Wheelchair racer Jerrold Mangliwan and discus thrower Jeanette Aceveda qualified after meeting the minimum qualifying standard and theminumum entry slot of the International Paralympic Committee (IPC).
Para-swimmer Gary Bejino made it after getting a bi-partite place in the event. His fellow tanker Ernie Gawilan is also in after being awarded by the IPC a berth after a record-setting performance in the 2018 Asian Para Games.
Then there’s also taekwondo jin Allain Ganapin and powerlifter Achelle Guion, who both earned tickets after being granted bi-partite invitations.
Members of the six-strong Philippine team, namely Mangliwan, Ganapin, Bejino, and Gawilan, were able to compete overseas.
Mangliwan saw action in the 2021 World Para Athletics Grand Prix held at Nottwil, Switzerland, where he beat the Paralympic qualifying time in the 400-meter T52 wheelchair race after clocking 1 minute and 2.17 seconds.
Ganapin, meanwhile, fought in the Asian Taekwondo Paralympic Qualification Tournament in Amman, Jordan and won a bronze, and eventually earned a ticket to the Games through a bi-partite invitation.
Ultimately, Gawilan and Bejino swam in the IDM Para Swimming in Berlin, Germany.

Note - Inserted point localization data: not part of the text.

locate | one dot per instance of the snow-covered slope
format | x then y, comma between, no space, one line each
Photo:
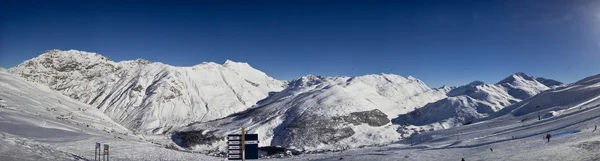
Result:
476,100
37,123
581,94
316,113
146,96
48,108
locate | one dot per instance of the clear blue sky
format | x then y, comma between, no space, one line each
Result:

It was a tilt Gawilan had to join to formalize his entry into Tokyo, and he even made it a memorable stint by bagging the bronze.
“Jerrold was able to participate in the Para Athletic Games in Switzerland. We had swimming in Germany. Ernie Gawilan was able to join that and Gary. And then of course, we had our first taekwondo athlete to participate,” said Barredo.

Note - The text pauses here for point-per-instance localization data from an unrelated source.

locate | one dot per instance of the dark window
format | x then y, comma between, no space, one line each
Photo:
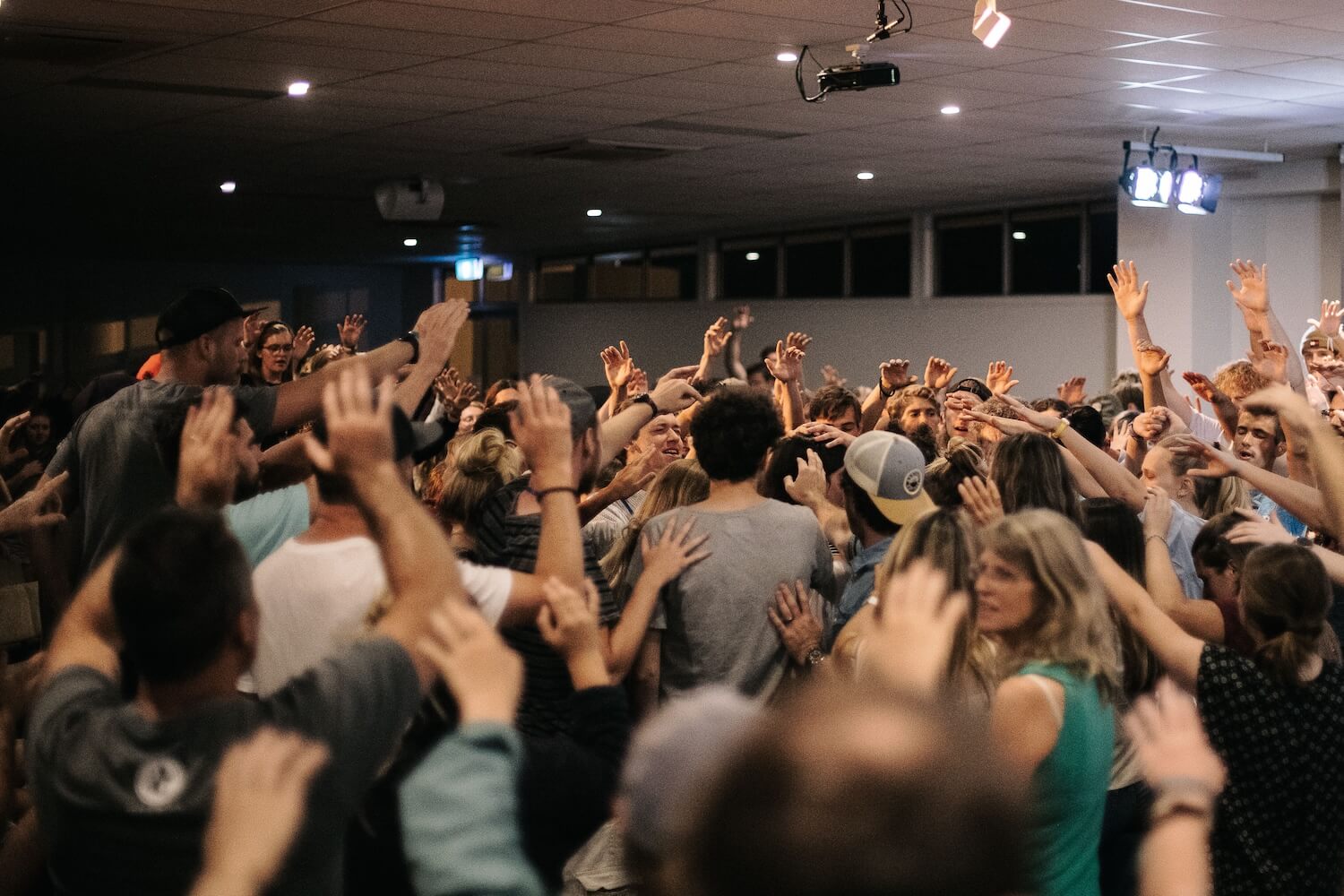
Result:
674,274
750,271
814,271
881,265
1105,246
564,281
970,257
1046,253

Gawilan and Mangliwan, together with Guion, are the athletes who will be returning for another Paralympic stint.
“So we have three new athletes, three 2-time Paralympians, and I’m hoping that in the future we’ll have many more,” Barredo expressed.

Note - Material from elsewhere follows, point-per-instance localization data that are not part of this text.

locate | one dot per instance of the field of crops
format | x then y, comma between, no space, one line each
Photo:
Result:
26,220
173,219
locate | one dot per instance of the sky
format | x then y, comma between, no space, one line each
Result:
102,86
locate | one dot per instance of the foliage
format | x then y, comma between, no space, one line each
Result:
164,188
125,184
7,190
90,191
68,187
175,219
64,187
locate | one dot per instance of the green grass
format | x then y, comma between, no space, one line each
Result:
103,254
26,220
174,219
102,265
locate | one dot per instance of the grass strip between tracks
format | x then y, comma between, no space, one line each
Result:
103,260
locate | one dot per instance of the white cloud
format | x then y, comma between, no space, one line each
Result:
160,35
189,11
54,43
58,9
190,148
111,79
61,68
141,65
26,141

With all that the Filipino athletes had to go through, Barredo couldn’t be any prouder to see them all make it to the August 24-September 5 meet, where they look to exceed their two bronze medal finishes in the past.
“Our athletes are very eager to participate and compete starting next week, and are, at least for me anyway, already winners. The mere fact that they’ve made it to the Paralympic Games, I believe, is a win in itself,” he said.
“It’s very difficult to qualify under the conditions, and not only that, with all the competitors around the world. Our six para-athletes are now considered elite athletes, not just in the Philippines, but all over the world.
“So I’m hoping that to add to their courage and determination, they will be able to prove that certainly, equality is important and of course, to inspire and excite the world and of course, the Filipino people,” Barredo closed.